金原ひとみ、3月までで朝日新聞の書評委員をおやめになりました。僕は金原ひとみの書評を参考に、本を購入していた経緯があり、残念です。
さて、「デクリネゾン」、
半年前に約半分を読んで、その後あとの半分を最近読みました。
要約するのは難しい作品です。書きあぐねていた、というわけです。
あちこち探したのですが、適当な書評が見つかりません。
結局、「BOOKウォッチ」というところで探し当てました。
恋愛も家庭も仕事も、全部欲しい。金原ひとみが贈る、女の欲望と苦悩のフルコース
「デクリネゾン」とは、フランス料理で「さまざまな調理方法でひとつの食材を生かすこと」だ。たとえば「豚のデクリネゾン」なら、豚のさまざまな部位を使って、異なる食感や味を作り出す。
金原ひとみさんの最新長編『デクリネゾン』(ホーム社)の表紙には、まさにさまざまな部位に切り分けられた豚の生肉や、内臓を使ったソーセージの写真が使われている。これからデクリネゾンに仕上げられるのだろう。
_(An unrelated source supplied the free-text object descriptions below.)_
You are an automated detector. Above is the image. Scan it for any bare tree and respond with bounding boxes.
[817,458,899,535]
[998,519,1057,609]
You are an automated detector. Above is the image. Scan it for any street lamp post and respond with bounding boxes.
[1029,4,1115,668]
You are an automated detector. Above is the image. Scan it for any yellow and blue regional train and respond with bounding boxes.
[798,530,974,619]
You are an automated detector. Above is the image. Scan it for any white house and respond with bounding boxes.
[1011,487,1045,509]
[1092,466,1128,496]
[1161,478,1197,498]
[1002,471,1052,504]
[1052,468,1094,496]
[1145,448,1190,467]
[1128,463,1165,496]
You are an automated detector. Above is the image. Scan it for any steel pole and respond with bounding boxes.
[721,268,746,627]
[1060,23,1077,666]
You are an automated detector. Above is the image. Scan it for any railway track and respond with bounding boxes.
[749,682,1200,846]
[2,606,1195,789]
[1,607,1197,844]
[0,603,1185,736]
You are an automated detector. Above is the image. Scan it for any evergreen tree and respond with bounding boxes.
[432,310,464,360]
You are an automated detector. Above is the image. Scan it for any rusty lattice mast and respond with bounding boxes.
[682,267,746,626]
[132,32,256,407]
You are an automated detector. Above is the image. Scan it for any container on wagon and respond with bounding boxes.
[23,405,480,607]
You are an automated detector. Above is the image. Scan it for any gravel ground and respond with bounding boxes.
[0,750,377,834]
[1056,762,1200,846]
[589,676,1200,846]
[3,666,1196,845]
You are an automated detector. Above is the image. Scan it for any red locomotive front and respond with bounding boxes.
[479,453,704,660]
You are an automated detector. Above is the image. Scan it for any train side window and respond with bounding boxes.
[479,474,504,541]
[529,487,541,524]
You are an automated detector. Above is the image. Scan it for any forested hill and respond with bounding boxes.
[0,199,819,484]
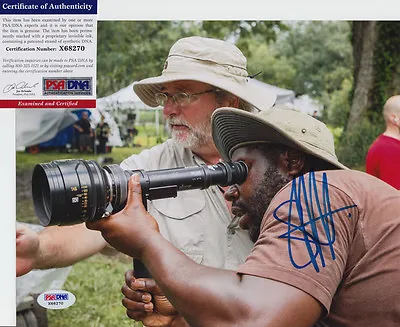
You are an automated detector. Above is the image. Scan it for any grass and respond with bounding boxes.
[46,254,142,327]
[16,146,145,173]
[16,144,164,327]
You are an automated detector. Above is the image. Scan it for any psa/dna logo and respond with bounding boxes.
[37,290,76,309]
[43,77,92,95]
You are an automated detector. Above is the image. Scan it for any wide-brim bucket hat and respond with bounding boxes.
[133,36,276,111]
[211,105,348,170]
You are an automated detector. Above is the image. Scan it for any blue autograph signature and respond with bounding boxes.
[273,171,357,273]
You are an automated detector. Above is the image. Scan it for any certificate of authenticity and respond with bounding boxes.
[0,0,97,108]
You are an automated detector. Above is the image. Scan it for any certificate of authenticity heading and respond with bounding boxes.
[0,0,97,108]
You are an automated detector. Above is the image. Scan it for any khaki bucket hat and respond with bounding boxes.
[211,105,348,170]
[133,36,276,111]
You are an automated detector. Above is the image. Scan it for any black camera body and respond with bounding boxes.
[32,159,248,227]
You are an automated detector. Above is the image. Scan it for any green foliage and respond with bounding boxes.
[322,78,353,127]
[337,118,383,168]
[201,21,286,49]
[274,21,353,97]
[96,21,353,125]
[327,125,343,149]
[246,39,296,89]
[96,21,287,98]
[97,21,193,97]
[369,21,400,122]
[95,21,374,168]
[337,21,400,168]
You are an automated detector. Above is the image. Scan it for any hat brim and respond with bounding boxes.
[212,107,348,170]
[133,73,276,111]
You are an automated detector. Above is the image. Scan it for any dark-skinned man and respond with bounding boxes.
[88,106,400,327]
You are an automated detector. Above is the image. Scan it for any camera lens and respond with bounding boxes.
[32,160,248,227]
[32,159,110,226]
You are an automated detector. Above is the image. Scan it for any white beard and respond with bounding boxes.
[168,117,213,150]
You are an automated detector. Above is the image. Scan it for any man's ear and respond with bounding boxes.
[280,149,305,177]
[220,95,239,108]
[230,96,240,108]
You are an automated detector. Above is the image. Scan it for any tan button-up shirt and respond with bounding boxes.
[121,139,254,269]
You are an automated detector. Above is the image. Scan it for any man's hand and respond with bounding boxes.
[122,269,182,327]
[16,224,39,276]
[86,174,160,259]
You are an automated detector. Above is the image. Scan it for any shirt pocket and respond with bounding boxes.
[149,190,206,264]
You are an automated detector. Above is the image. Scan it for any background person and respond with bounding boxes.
[366,95,400,190]
[312,110,322,121]
[96,114,110,154]
[73,110,93,153]
[89,106,400,327]
[16,36,275,284]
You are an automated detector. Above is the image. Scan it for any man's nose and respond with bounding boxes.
[224,184,239,202]
[163,99,181,117]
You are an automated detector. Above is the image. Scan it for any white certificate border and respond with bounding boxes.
[2,1,393,325]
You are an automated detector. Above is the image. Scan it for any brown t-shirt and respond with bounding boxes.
[237,170,400,326]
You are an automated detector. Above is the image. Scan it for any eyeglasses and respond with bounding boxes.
[154,89,215,107]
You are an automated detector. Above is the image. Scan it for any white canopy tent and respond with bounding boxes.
[250,80,323,115]
[249,79,296,105]
[293,94,323,115]
[16,109,78,149]
[97,83,157,111]
[16,108,123,150]
[97,82,163,137]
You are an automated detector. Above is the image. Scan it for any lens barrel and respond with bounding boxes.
[131,161,248,197]
[32,160,248,226]
[32,159,110,226]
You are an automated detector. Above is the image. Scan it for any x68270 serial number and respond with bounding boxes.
[47,301,64,305]
[59,46,86,51]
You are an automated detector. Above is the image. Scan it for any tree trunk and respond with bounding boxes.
[391,62,400,94]
[346,21,377,130]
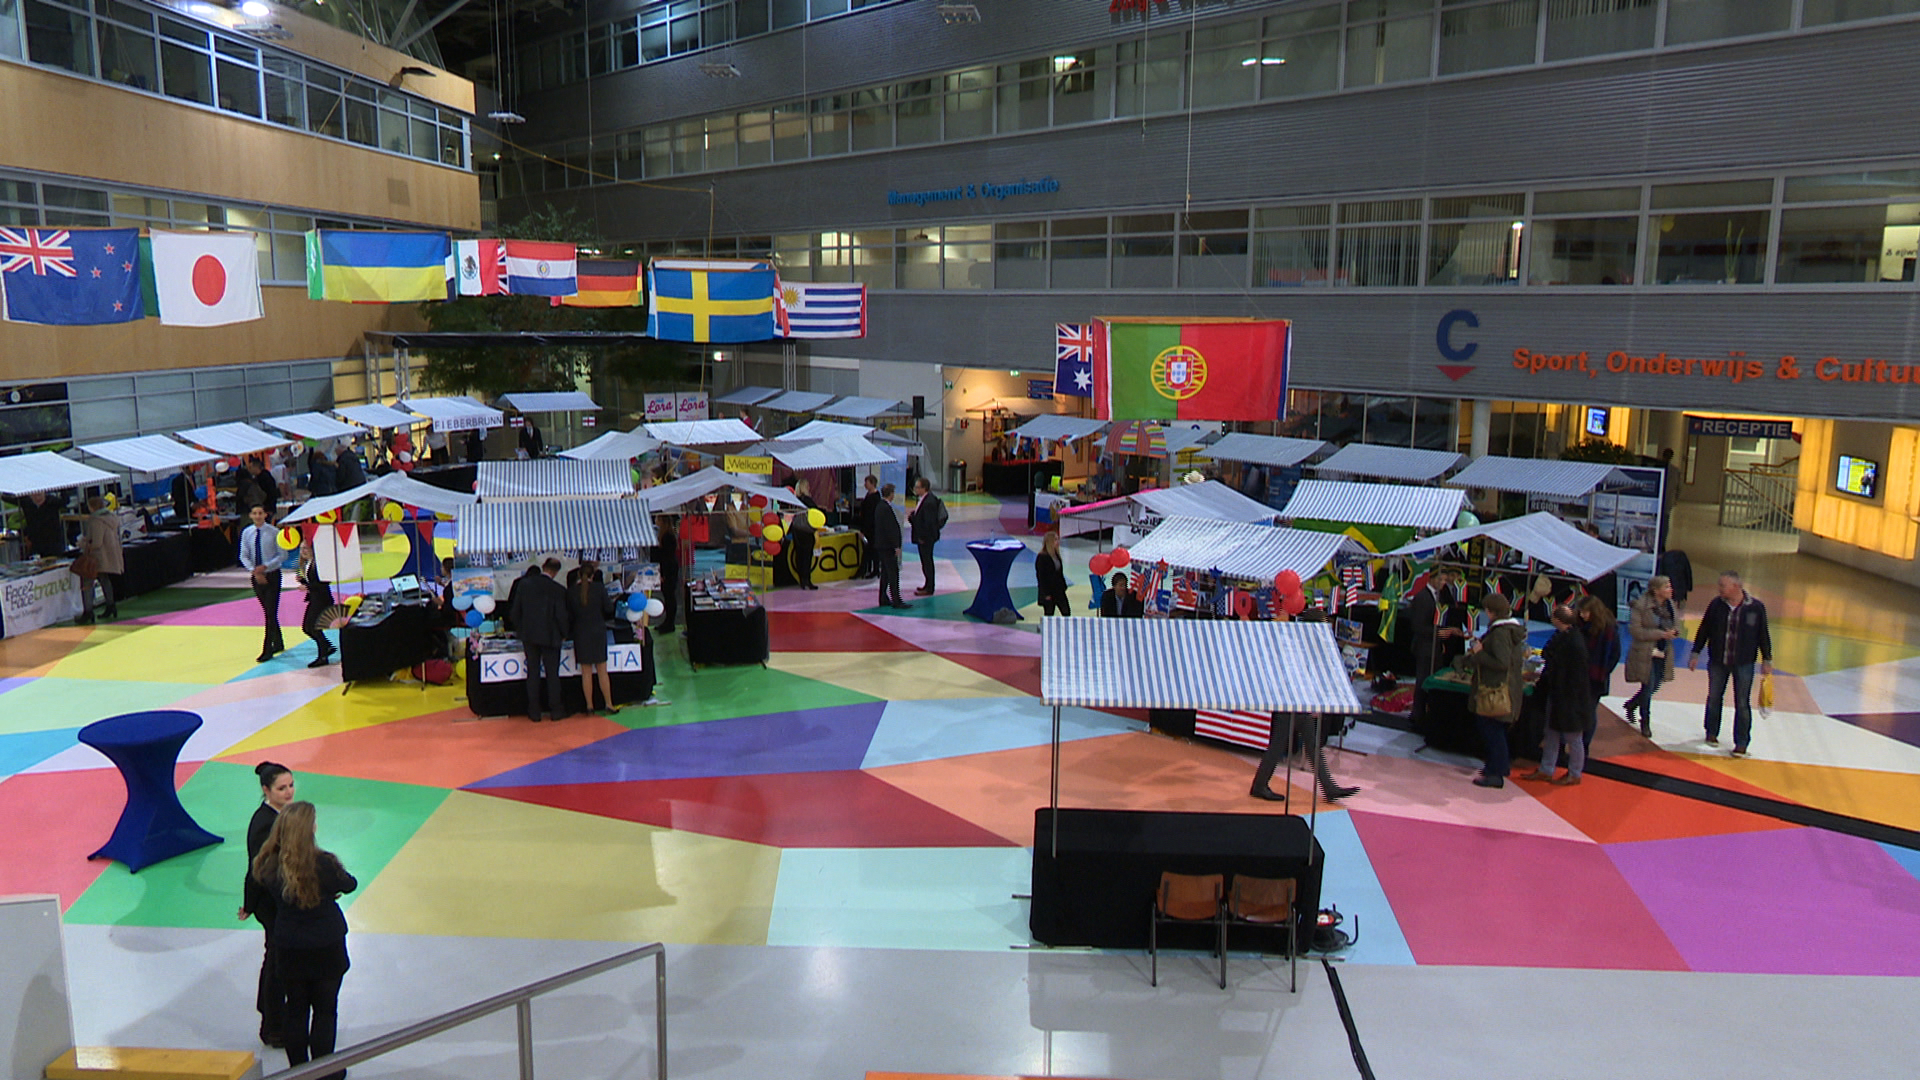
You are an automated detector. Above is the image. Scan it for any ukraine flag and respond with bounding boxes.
[306,230,452,303]
[646,259,778,343]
何やらものものしい調理器具もあり、思わずドキッとする見た目だが......作品の中身は血生臭くないのでご安心を。
本作が描くのは、恋愛・家庭・仕事の間で揺れ動く一人の女性だ。アラフォーシングルマザーの小説家・志絵は、中学生の娘の理子と二人で暮らしている。志絵はこれまで、理子の父である最初の夫・吾郎と、二番目の夫・直人との離婚を経験し、今は21歳の大学生・蒼葉と付き合っている。
年の差のある恋愛が鮮烈に映るが、母としての娘への思いや、家族のあり方も深く描かれる。さらに、小説家の仕事や出版業界のあれこれがリアルに描かれるのも見どころだ。志絵という一人の女性を通して、恋愛小説・家族小説・お仕事小説の各要素が全てたっぷりと楽しめる。
金原ひとみ:
1983年東京生まれ。2003年『蛇にピアス』で第27回すばる文学賞を受賞。04年、同作で第130回芥川賞を受賞。ベストセラーとなり、各国で翻訳出版される。10年『TRIP TRAP』で第27回織田作之助賞を受賞。12年『マザーズ』で第22回Bunkamuraドゥマゴ文学賞を受賞。20年『アタラクシア』で第5回渡辺淳一文学賞を受賞。21年『アンソーシャル ディスタンス』で第57回谷崎潤一郎賞を受賞。他『パリの砂漠、東京の蜃気楼』、『ミーツ・ザ・ワールド』等がある。